April 23rd, 2025 by Ric Hanson

(Radio Iowa) – A bill that would legalize the sale of raw milk in grocery stores and at farmers markets in Iowa has cleared a House subcommittee. Representative Representative Bobby Kaufmann of Wilton led passage of the 2023 Iowa law that has allowed unpasteurized raw milk to be sold on dairy farms where it’s produced and he’s sponsoring the bill to expand its sale to other sites.

“I believe that people should have the opportunity to consume this should they choose,” Kaufmann says. “I don’t believe I need the government…telling me what is and is not safe. We are perfectly capable of making that decision on our own.” Farmers selling raw milk directly to consumer say they’re concerned about expanded retail sales. Lakaya Tenley and her husband of Mechanicsville have 10 Jersey cows and she says they couldn’t shift to selling their raw milk elsewhere. She asked legislators to instead address state regulations that are going to limit their on-the-farm expansion plans.

“We are opening a retail farm store on our location in Mechanicsville this summer and I feel like there’s some friction to sell our USDA inspected meat in the same building as raw milk,” Tenley said. Abby Costello raises dairy cows and sells raw milk, butter and cheese from a small store in Linn County called A-B-C Acres. “I’m 100% for raw milk, but I’m undecided about the changes that are being proposed,” she said. “When you throw in a grocery store in the middle, growth of bacteria and different things could expand and potentially make a consumer sick and then who’s responsible? The farmer or the middle man?”

Costello supports the move to allow raw milk sales at farmers markets since it would be a transaction between the farmer and the consumer. Robert Horst, a farmer from Bristow, is president of the Iowa State Dairy Association. He says pasteurized milk is heavily regulated and one of the safest products sold in a grocery store and there should be safety standards for raw milk, too, to guard against food-borne illnesses. “We cannot afford any black eye for…the industry where the margins are so thin to begin with,” Horst says, ” and it is a very hard industry to survive in as it is.”

Dr. Kenneth May, president of Iowa Veterinary Medical Association, says the organization has safety concerns about expanding the sale of raw milk to farmers markets and grocery stores — especially now that bird flu has been detected in Iowa dairy herds. “That virus is super concentrated in the milk in cattle,” Dr.
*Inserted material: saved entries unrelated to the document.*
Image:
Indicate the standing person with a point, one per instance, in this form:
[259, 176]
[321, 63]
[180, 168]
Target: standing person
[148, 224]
May said. “What is the possibility of that jumping to our species? And raw milk is the avenue that that virus couldn’t ask for anything better.”

Others who testified at Tuesday’s subcommittee hearing said Iowans should be able to decide for themselves whether to buy raw milk, while a doctor who’s also a legislator said there are known risks from consuming raw milk. According to the Association of Food and Drug Officials, there were nearly 450 confirmed cases of illnesses in Canada and the United States that were linked to raw milk between 2007 and 2020. Twenty-eight percent of the patients had to be hospitalized and five died.